I'm really blown away by the response to the video of my RAGE WebGL demo! It's been getting a lot of word of mouth on Twitter and it's been really fun to follow what people have been saying about it on sites like reddit. And most of what I've been hearing is positive too! Which is awesome... mostly...
..except I think people don't really understand what they're seeing. I'm getting a lot of credit for doing an awesome WebGL demo, and certainly I'm proud of it, but the fact is that the real work done on my part was reverse engineering the format. Once that was done the rendering was pretty trivial. And if the video looks awesome then ALL of the credit for that goes to id Software's incredible art and tools teams! The fact is, outside of some careful management of the textures this project pales in comparison to the complexity of, say, my Quake 3 demo. Of course, to a certain degree that was the point of this whole exercise...

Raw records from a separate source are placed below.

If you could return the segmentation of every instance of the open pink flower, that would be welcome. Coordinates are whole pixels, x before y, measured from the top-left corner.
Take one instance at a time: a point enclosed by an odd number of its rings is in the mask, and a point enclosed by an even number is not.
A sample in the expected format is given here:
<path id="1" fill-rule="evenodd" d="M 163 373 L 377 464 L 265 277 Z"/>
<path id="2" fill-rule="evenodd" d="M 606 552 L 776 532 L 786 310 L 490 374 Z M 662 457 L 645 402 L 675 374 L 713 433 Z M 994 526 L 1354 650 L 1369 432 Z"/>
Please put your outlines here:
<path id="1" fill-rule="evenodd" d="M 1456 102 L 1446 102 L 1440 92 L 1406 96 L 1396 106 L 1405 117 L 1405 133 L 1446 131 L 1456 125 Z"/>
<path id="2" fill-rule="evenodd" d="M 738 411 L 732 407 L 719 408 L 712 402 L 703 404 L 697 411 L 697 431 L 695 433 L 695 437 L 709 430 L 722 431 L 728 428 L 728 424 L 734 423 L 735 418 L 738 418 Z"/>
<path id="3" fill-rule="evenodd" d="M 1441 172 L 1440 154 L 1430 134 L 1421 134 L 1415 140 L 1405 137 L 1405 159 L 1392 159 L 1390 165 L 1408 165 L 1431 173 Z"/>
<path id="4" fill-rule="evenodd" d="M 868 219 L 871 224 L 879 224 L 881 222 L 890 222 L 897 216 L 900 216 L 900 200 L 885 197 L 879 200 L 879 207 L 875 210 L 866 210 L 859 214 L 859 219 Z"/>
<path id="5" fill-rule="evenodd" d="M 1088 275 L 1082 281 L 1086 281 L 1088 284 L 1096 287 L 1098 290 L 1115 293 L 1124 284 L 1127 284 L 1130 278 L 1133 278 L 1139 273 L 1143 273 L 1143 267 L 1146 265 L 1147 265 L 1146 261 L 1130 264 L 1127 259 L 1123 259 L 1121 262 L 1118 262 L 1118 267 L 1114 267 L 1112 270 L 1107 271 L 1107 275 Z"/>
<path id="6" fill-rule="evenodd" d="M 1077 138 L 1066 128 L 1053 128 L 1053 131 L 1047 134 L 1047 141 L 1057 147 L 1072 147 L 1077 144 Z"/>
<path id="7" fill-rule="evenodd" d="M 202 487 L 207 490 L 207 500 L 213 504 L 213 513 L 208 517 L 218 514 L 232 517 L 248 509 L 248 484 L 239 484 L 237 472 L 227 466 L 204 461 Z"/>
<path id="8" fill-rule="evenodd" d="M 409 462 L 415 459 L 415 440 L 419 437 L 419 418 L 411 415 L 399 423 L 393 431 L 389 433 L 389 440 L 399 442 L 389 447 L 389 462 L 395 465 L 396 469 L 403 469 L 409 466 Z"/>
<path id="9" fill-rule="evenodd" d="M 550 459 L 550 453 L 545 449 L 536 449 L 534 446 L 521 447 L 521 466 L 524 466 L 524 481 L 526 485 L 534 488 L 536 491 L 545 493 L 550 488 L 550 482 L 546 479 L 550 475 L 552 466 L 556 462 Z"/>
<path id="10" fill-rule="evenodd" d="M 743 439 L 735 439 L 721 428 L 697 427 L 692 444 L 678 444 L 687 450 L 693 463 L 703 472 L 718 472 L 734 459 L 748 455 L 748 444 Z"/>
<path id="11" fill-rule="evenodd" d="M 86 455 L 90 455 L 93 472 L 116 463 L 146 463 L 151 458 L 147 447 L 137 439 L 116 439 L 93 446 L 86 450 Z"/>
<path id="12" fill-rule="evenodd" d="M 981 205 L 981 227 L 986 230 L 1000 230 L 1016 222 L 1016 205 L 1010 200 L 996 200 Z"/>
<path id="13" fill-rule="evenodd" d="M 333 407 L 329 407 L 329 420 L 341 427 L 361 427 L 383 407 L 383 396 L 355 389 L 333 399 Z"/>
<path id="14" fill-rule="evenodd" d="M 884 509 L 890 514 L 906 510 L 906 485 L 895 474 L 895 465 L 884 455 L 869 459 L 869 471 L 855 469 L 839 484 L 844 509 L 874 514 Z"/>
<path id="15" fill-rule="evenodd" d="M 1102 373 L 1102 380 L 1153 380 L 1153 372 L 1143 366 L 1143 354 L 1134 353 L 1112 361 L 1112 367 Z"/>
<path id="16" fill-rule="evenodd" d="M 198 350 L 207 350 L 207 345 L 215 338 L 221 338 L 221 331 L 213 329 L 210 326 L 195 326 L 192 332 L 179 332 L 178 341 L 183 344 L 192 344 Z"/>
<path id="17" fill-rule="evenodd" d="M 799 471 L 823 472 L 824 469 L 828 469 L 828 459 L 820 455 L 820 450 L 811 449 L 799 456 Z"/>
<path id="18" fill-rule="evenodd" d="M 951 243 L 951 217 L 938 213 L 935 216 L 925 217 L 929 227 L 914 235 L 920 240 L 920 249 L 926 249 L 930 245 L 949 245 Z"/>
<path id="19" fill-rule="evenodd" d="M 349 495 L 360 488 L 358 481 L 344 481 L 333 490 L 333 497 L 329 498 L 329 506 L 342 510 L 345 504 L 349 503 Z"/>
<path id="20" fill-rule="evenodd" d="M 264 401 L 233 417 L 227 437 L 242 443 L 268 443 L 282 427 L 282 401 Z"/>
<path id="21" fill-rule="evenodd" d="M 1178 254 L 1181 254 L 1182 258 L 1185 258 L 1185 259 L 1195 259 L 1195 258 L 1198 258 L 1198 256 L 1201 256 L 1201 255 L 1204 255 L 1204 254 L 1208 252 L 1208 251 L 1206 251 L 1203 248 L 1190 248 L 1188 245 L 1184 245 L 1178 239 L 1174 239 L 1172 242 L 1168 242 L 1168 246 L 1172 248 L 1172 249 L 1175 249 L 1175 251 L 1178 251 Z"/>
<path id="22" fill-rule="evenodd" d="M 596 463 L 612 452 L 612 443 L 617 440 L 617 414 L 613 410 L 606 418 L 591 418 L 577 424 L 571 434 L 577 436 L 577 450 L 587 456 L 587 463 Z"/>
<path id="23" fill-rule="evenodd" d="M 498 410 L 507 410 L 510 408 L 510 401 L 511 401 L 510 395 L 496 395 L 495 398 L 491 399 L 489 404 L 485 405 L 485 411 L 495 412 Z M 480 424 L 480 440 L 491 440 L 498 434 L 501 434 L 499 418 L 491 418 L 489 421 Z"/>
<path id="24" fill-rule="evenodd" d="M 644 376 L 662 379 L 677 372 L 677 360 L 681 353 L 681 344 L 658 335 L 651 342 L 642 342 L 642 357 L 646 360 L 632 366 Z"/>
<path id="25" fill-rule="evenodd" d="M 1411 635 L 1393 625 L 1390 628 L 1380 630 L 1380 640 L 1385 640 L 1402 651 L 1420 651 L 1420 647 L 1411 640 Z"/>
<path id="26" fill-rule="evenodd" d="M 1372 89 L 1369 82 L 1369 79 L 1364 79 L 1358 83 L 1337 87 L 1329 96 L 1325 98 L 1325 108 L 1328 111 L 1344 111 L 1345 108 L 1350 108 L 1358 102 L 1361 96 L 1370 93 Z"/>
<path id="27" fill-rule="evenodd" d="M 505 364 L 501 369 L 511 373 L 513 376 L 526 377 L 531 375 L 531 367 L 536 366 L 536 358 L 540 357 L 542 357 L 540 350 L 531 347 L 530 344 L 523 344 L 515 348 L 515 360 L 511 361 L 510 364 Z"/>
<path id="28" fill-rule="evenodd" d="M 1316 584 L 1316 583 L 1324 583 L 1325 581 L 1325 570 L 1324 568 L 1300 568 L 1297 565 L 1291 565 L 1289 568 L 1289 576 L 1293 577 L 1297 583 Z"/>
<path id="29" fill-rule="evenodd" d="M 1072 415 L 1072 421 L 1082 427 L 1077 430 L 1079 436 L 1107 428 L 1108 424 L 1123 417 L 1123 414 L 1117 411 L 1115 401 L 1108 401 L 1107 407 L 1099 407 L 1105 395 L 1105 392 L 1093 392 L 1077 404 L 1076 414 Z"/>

I'll talk about the rendering in a moment, but first I want to back up and talk about why I chose to do this project and how I figured out the format in the first place, since that's the bit that I found the most interesting. If you don't care much about that aspect, skip down to the "Rendering details" section. I'll warn you now, this will end up being quite a bit longer than the Quake 3 tech post since a lot of it will be stepping through my thought process. Reader beware...
So, obviously I have an affinity for the id formats. This, combined with seeing a working virtualized texturing implementation in WebGL got me thinking about how feasible it might be to render a level from RAGE when it came out on the PC. Obviously the game not being out yet put a damper on that, and there's a lot of technical issues to be considered, but the desire has always tickled at the back of my mind.
A good web-oriented format is one that can have small chunks streamed down to the player at a time while they navigate the environment so you aren't stuck looking at the "loading screen of doom" for several minutes. Said format would also be built around the idea of changing state as little as possible, rendering geometry in large batches, and making geometry culling as trivial as possible. Ideally it would also be designed with a control scheme in mind that didn't grind against the nature of a web page (ie: require total mouse control).
It took a couple of days, but at some point it suddenly dawned on me that, based on everything I had read about it from various interviews, RAGE on the iPhone seemed to meet a lot of that criteria! Plus, it was built for a mobile device so I knew it wouldn't be too outrageous in terms of performance requirements. And, yeah, it wasn't "the" RAGE that I had been thinking about, but it was pretty close. I knew I had to at least give it a try! So I asked a friend that owned the SD version of the game if I could rip some of the resources from his copy to play around with. (I later bought a copy of the HD version) The files in question were pretty easy to find (SD_RageLevel1.iosMap/Tex) and so within a few minutes I had all of the required files to pursue my new pet project...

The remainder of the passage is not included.